Augmentation of the skeletal muscle pump benefits patients with orthostatic intolerance

Muscle deconditioning is a key and perpetuating component of orthostatic intolerance, which makes exercise particularly difficult. Reference Joyner and Masuki9 In studied patients, there is low calf blood volume as well as low muscle mass. Reference Stewart, Medow, Montgomery and McLeod47 Furthermore, the reduced calf blood volume lessens calf muscle size and is associated with decreased muscular capacity to pump venous blood out of the legs. Reference Hargens, Millard, Pettersson and Johansen22 Tendency toward venous vasodilation in these patients exacerbates lower extremity blood pooling and thus intolerance of position change—this is why more effective exercise counselling emphasises recumbent or semirecumbent position during exercise and focus on resistance training during the early stages. Reference Joyner and Masuki9,Reference Chen, Du, Jin and Huang54

While researchers have reported smaller left ventricular muscle mass in patients with postural orthostatic tachycardia syndrome Reference Fu, Vangundy and Galbreath55 , it must be emphasised that it is not a cardiac-centric diagnosis, and instead noted cardiac changes occur secondary to chronic intravascular and thus intracardiac volume depletion, deconditioning, and lack of physical exercise. Terms such as “Grinch heart” Reference Fu, Vangundy and Galbreath55 are harmful to a patient’s self-image and miss the mark on the causative physiology. Instead, it is primarily preload failure that leads to decreased cardiac stroke volume. Reference Chen, Du, Jin and Huang54 This is deleterious over time, as the heart remodels within the setting of chronically low intracardiac volume. As these cardiac changes solidify, orthostatic intolerance is potentiated. Cardiac muscle deconditioning and reduced filling capacity then further lower stroke volume, contributing to tachycardia as a reflex response when the patient stands. Reference Fu, Vangundy and Galbreath55 Low resulting stroke volume in these patients has also been associated with reduced peak oxygen uptake and delivery. Reference Joyner and Masuki9 All of this creates negative feedback within the patient, as the above changes often lead to further exercise avoidance and thus more significant deconditioning.

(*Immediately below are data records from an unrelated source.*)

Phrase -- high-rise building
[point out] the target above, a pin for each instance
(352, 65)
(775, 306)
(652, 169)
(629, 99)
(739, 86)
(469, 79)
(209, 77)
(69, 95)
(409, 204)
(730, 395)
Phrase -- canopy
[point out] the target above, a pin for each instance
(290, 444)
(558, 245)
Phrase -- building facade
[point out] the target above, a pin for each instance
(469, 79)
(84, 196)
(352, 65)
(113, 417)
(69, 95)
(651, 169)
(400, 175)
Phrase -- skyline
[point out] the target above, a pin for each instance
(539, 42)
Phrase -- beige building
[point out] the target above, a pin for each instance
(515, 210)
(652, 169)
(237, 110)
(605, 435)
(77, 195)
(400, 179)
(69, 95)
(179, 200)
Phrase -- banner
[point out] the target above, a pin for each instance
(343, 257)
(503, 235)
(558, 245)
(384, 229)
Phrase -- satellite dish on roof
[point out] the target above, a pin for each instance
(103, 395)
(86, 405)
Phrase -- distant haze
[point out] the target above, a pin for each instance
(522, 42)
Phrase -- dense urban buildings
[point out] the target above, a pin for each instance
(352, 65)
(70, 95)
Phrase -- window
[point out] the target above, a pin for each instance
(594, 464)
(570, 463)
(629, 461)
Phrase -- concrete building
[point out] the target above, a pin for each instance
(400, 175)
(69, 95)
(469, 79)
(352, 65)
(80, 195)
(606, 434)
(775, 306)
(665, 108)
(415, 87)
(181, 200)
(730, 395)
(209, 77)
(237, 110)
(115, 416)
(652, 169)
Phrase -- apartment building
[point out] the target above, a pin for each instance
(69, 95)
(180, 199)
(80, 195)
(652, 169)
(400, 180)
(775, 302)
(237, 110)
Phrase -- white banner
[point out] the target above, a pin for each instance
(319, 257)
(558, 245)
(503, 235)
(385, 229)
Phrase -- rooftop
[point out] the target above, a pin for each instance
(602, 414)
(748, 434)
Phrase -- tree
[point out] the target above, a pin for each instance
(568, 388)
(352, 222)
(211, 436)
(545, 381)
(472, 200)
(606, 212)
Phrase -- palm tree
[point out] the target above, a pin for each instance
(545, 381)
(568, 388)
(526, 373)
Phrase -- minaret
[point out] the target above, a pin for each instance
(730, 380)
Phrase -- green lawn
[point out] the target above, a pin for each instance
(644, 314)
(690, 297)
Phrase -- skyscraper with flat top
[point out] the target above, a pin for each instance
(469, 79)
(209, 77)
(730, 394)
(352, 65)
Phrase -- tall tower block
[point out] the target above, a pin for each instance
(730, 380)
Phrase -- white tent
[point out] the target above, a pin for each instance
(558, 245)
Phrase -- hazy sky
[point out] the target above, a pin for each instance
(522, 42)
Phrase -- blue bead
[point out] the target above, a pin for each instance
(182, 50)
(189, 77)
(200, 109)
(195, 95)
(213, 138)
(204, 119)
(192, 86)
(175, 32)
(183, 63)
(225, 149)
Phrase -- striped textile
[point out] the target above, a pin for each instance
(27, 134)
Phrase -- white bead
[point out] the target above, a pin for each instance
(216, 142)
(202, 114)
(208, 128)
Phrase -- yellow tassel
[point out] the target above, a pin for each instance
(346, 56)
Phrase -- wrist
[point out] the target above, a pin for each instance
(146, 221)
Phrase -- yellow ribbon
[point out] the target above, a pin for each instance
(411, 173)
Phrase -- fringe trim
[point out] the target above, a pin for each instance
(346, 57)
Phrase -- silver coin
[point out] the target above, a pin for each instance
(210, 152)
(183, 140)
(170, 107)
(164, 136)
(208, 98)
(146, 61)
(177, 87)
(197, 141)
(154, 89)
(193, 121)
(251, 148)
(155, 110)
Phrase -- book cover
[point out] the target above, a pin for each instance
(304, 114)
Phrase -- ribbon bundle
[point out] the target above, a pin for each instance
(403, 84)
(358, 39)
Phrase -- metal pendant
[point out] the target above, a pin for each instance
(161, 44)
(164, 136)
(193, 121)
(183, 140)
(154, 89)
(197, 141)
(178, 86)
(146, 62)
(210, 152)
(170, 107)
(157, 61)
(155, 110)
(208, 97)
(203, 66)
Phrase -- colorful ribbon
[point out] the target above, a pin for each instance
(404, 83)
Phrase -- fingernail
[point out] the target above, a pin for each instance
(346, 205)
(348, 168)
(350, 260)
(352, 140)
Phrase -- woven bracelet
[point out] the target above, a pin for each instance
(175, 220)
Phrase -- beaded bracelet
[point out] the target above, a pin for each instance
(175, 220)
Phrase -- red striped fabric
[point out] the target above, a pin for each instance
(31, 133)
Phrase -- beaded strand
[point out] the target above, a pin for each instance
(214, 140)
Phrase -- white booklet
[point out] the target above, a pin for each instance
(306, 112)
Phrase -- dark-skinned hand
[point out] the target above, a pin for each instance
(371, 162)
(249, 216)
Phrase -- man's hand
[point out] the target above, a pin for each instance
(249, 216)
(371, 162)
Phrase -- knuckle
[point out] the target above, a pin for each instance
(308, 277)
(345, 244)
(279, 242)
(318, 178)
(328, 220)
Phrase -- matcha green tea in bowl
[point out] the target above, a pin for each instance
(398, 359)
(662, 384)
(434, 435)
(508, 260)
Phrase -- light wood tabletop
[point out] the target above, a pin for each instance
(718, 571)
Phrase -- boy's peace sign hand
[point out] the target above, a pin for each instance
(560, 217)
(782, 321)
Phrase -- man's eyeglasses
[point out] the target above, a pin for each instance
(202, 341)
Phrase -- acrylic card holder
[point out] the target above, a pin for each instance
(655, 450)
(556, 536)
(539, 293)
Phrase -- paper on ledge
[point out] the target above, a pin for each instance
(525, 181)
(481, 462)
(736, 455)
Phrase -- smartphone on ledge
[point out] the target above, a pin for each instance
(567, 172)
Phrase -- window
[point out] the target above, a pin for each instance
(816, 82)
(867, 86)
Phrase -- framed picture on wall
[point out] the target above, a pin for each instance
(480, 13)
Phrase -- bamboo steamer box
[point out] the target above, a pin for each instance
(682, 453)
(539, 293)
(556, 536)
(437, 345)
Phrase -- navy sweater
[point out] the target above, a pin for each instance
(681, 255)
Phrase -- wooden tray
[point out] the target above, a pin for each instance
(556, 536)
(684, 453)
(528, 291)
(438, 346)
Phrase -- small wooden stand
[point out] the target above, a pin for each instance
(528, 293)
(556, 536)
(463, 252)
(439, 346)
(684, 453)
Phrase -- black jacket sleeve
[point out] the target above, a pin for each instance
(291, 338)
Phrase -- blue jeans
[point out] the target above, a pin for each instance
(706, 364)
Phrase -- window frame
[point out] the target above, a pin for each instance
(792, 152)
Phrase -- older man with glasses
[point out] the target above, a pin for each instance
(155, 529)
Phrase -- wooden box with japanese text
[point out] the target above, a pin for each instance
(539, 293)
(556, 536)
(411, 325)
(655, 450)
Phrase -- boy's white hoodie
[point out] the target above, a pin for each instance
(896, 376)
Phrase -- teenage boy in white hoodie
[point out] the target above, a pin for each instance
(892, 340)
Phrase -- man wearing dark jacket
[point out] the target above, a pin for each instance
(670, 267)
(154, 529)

The benefits of exercise in orthostatic intolerance have been demonstrated. In a report on military recruits with postural orthostatic tachycardia syndrome, those assigned to a 3-month exercise regimen were significantly less likely to report orthostatic symptoms subsequently. Additionally, more than half the patients in the exercise group no longer met criteria for postural orthostatic tachycardia at follow-up. Reference Winker, Barth and Bidmon56 In a study of 100 participants meeting postural orthostatic tachycardia syndrome criteria who completed a programme of mild-to-moderate intensity progressive endurance training, 71% significantly improved to the point that they no longer met the diagnostic criteria at follow-up. Reference George, Bivens and Howden57 Lower resting heart rates, improved stroke volume, and faster heart rate recovery after exercise compared to baseline were all reported. The effects were even noted in a 6–12 month follow-up after intervention. Finally, Fu et al. Reference Fu, VanGundy, Shibata, Auchus, Williams and Levine58 performed a double-blind drug trial (n = 19 patients) comparing propranolol treatment to placebo for 4 weeks, followed by exercise training for 3 months, in patients meeting criteria for postural orthostatic tachycardia syndrome. Upright haemodynamics, symptoms, renal-adrenal responsiveness, and quality of life improved with exercise training, but not after propranolol.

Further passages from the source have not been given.